Drupal on Mothballs - Convert Drupal 6 or 7 sites to static HTML

Drupal.org has an excellent resource page to help you create a static archive of a Drupal site. The page references tools and techniques to take your dynamically-generated Drupal site and turn it into a static HTML site with all the right resources so you can put the site on mothballs.

From time to time, one of Midwestern Mac's hosted sites is no longer updated (e.g. LOLSaints.com), or the event for which the site was created has long since passed (e.g. the 2014 DrupalCamp STL site).

I though I'd document my own workflow for converting typical Drupal 6 and 7 sites to static HTML to be served up on a simple Apache or Nginx web server without PHP, MySQL, or any other special software, since I do a few special things to preserve the original URL alias structure, keep CSS, JS and images in order, and make sure redirections still work properly.

1 - Disable forms and any non-static-friendly modules

The Drupal.org page above has some good guidelines, but basically, you need to make sure to all the 'dynamic' aspects of the site are disabled—turn off all forms, turn off modules that use AJAX requests (like Fivestar voting), turn off search (if it's using Solr or Drupal's built-in search), and make sure AJAX and exposed filters are disabled in all views on the site—a fully static site doesn't support this kind of functionality, and if you leave it in place, there will be a lot of broken functionality.

2 - Download a verbatim copy of the site with SiteSucker

CLI utilities like HTTrack and wget can be used to download a site, using a specific set of parameters to make sure the download is executed correctly, but since I only convert one or two sites per year, I like the easier interface provided by SiteSucker.
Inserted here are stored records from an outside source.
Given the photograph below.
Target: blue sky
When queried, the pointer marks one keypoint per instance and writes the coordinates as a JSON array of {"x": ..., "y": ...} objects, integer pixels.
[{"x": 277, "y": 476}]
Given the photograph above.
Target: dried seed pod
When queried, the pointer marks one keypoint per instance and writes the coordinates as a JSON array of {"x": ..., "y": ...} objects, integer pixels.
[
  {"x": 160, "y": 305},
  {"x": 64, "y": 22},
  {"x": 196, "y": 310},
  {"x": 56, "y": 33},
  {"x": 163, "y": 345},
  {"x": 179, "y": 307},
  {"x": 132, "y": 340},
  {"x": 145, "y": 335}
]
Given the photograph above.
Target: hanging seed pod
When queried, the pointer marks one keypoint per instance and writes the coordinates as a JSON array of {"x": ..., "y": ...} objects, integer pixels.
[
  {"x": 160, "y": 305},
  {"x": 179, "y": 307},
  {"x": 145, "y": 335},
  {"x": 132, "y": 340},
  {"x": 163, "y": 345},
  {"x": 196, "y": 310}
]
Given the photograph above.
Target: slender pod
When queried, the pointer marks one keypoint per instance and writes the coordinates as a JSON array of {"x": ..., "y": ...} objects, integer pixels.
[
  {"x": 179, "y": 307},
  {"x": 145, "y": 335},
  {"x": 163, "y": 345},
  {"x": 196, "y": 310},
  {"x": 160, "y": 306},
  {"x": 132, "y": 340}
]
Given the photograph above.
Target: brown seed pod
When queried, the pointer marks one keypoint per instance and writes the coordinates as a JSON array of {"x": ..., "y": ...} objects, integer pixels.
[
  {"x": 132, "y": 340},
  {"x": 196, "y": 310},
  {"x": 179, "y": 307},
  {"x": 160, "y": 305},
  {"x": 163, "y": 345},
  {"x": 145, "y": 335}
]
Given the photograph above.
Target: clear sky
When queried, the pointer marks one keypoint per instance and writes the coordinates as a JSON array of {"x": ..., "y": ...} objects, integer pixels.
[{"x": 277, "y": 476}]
SiteSucker lets you set options for a download (you can save your custom presets if you like), and then it gives a good overview of the entire download process:

SiteSucker Drupal Download Site

I change the following settings from the defaults to make the download go faster and result in a mostly-unmodified download of the site:

  • General
    • Ignore Robot Exclusions (If you have a slower or shared server and hundreds or thousands of pages on the site, you might not want to check this box—Ignoring the exclusions and the crawler delay can greatly increase the load on a slow or misconfigured webserver when crawling a Drupal site).
    • Always Download HTML and CSS
    • File Modification: None
    • Path Constraint: Host
  • Webpage
    • Include Supporting Files

After the download completes, I zip up the archive for the site, transfer it to my static Apache server, and set up the virtualhost for the site like any other virtualhost. To test things out, I point the domain for my site to the new server in my local /etc/hosts file, and visit the site.
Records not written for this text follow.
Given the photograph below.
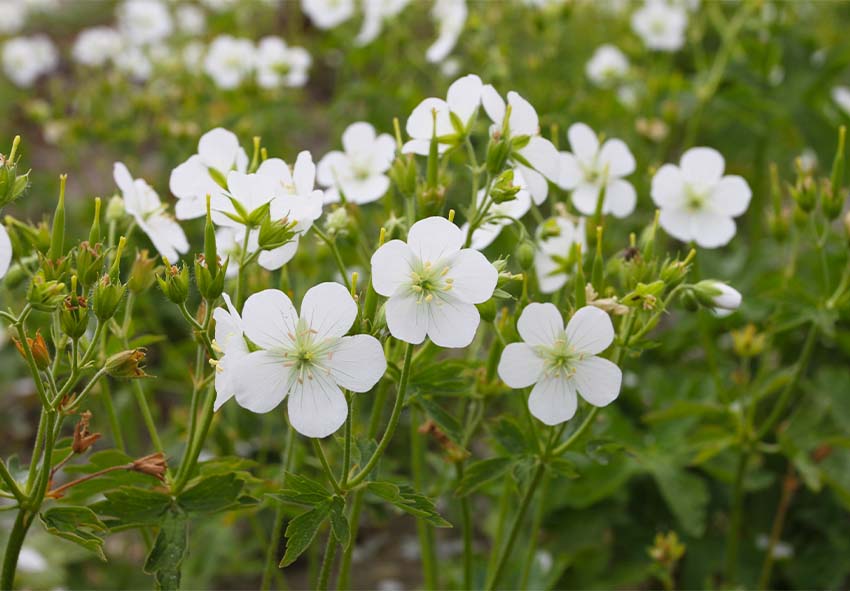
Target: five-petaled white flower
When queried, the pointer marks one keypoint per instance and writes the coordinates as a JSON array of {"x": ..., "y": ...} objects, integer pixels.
[
  {"x": 661, "y": 25},
  {"x": 538, "y": 152},
  {"x": 142, "y": 202},
  {"x": 697, "y": 201},
  {"x": 231, "y": 345},
  {"x": 561, "y": 361},
  {"x": 433, "y": 284},
  {"x": 205, "y": 173},
  {"x": 359, "y": 170},
  {"x": 306, "y": 358},
  {"x": 607, "y": 65},
  {"x": 499, "y": 215},
  {"x": 462, "y": 102},
  {"x": 591, "y": 169},
  {"x": 553, "y": 250}
]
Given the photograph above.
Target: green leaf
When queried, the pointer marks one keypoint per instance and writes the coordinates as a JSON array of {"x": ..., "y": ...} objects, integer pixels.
[
  {"x": 686, "y": 494},
  {"x": 339, "y": 522},
  {"x": 301, "y": 531},
  {"x": 408, "y": 500},
  {"x": 77, "y": 524},
  {"x": 480, "y": 473},
  {"x": 211, "y": 494},
  {"x": 131, "y": 506},
  {"x": 168, "y": 550}
]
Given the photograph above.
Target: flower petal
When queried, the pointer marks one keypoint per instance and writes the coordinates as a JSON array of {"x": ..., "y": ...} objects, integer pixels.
[
  {"x": 391, "y": 267},
  {"x": 473, "y": 277},
  {"x": 434, "y": 238},
  {"x": 407, "y": 319},
  {"x": 357, "y": 362},
  {"x": 702, "y": 165},
  {"x": 540, "y": 324},
  {"x": 597, "y": 380},
  {"x": 590, "y": 330},
  {"x": 316, "y": 406},
  {"x": 553, "y": 401},
  {"x": 731, "y": 196},
  {"x": 329, "y": 310},
  {"x": 260, "y": 381},
  {"x": 520, "y": 366},
  {"x": 269, "y": 318}
]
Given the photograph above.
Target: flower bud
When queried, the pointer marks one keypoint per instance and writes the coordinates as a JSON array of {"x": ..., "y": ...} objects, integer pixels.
[
  {"x": 722, "y": 298},
  {"x": 115, "y": 211},
  {"x": 107, "y": 297},
  {"x": 38, "y": 348},
  {"x": 127, "y": 364},
  {"x": 44, "y": 295},
  {"x": 525, "y": 255},
  {"x": 174, "y": 282}
]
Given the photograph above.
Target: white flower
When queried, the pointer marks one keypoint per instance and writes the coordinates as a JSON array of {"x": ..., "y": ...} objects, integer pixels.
[
  {"x": 433, "y": 284},
  {"x": 14, "y": 16},
  {"x": 607, "y": 65},
  {"x": 550, "y": 275},
  {"x": 190, "y": 19},
  {"x": 449, "y": 17},
  {"x": 375, "y": 12},
  {"x": 305, "y": 358},
  {"x": 724, "y": 299},
  {"x": 281, "y": 65},
  {"x": 561, "y": 361},
  {"x": 295, "y": 198},
  {"x": 5, "y": 251},
  {"x": 327, "y": 14},
  {"x": 229, "y": 61},
  {"x": 25, "y": 59},
  {"x": 591, "y": 169},
  {"x": 142, "y": 202},
  {"x": 499, "y": 214},
  {"x": 660, "y": 25},
  {"x": 135, "y": 63},
  {"x": 359, "y": 170},
  {"x": 697, "y": 202},
  {"x": 462, "y": 101},
  {"x": 230, "y": 342},
  {"x": 523, "y": 122},
  {"x": 841, "y": 96},
  {"x": 97, "y": 46},
  {"x": 206, "y": 172},
  {"x": 144, "y": 21}
]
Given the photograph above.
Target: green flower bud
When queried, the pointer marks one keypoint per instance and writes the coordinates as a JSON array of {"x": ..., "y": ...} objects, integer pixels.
[
  {"x": 107, "y": 297},
  {"x": 174, "y": 283}
]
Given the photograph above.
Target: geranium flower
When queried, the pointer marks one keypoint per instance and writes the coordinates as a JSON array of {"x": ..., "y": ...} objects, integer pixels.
[
  {"x": 229, "y": 61},
  {"x": 281, "y": 65},
  {"x": 142, "y": 202},
  {"x": 590, "y": 169},
  {"x": 433, "y": 284},
  {"x": 538, "y": 152},
  {"x": 553, "y": 250},
  {"x": 462, "y": 101},
  {"x": 5, "y": 251},
  {"x": 607, "y": 65},
  {"x": 499, "y": 214},
  {"x": 661, "y": 25},
  {"x": 327, "y": 14},
  {"x": 205, "y": 173},
  {"x": 305, "y": 358},
  {"x": 561, "y": 361},
  {"x": 359, "y": 170},
  {"x": 697, "y": 201},
  {"x": 230, "y": 342},
  {"x": 449, "y": 17}
]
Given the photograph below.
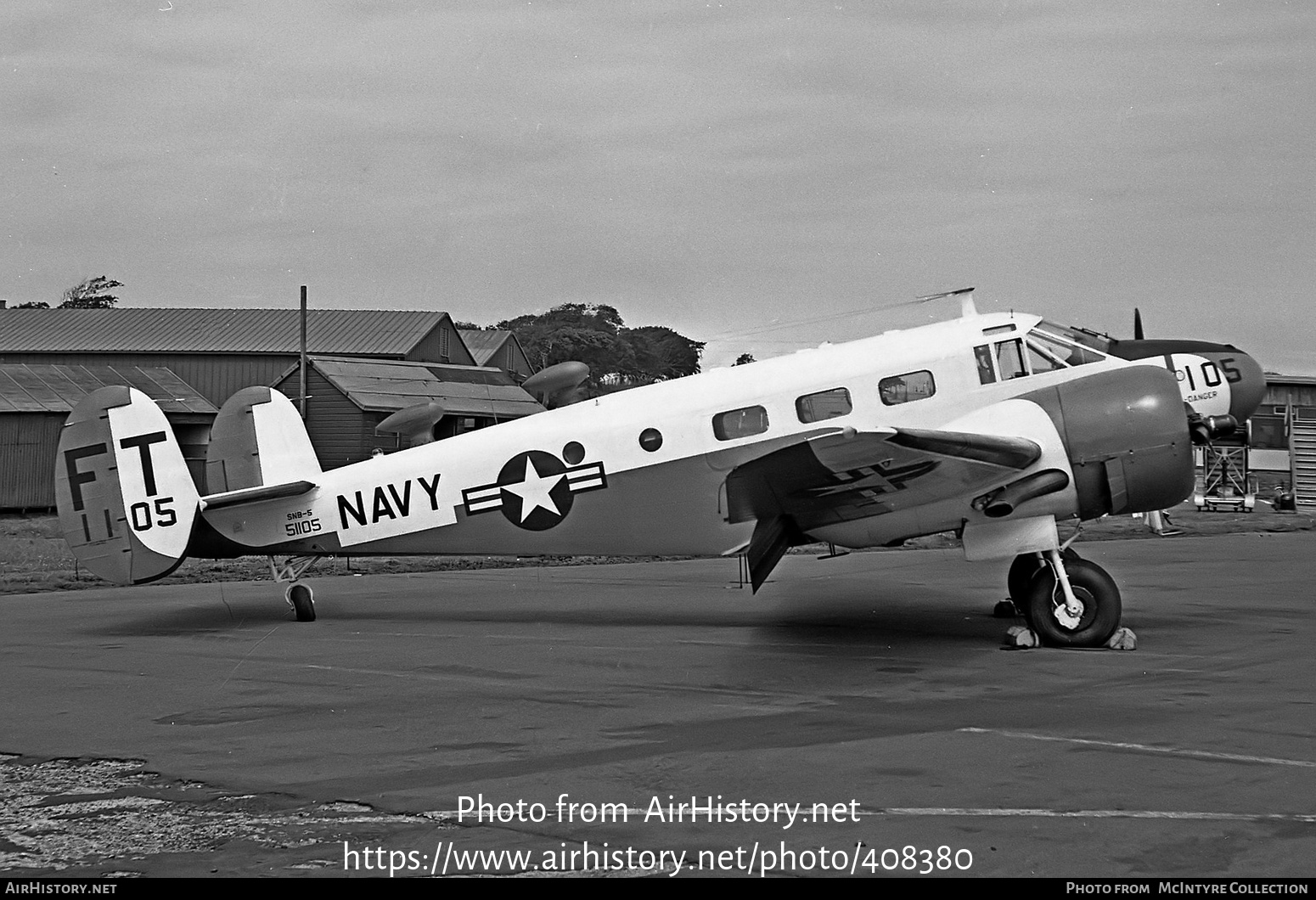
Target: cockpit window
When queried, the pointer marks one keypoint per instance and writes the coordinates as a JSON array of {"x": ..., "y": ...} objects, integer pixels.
[
  {"x": 1009, "y": 359},
  {"x": 1062, "y": 346},
  {"x": 906, "y": 388}
]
3 - Make Drupal paths work using Apache rewrites

Once you're finished getting all the files downloaded, there are some additional things you need to configure on the webserver level—in this case, Apache—to make sure that file paths and directories work properly on your now-static site.

A couple neat tricks:

  • You can preserve Drupal pager functionality without having to modify the actual links in HTML files by setting DirectorySlash Off (otherwise Apache will inject an extra / in the URL and cause weird side effects), then setting up a specialized rewrite using mod_rewrite rules.
  • You can redirect links to /node (or whatever was configured as the 'front page' in Drupal) to / with another mod_rewrite rule.
  • You can preserve links to pages that are now also directories in the static download using another mod_rewrite rule (e.g. if you have a page at /archive that should load archive.html, and there are also pages accessible at /archive/xyz, then you need a rule to make sure a request to /archive loads the HTML file, and doesn't try loading a directory index!).
  • Since the site is now static, and presumably won't be seeing much change, you can set far future expires headers for all resources so browsers can cache them for a long period of time (see the mod_expires section in the example below).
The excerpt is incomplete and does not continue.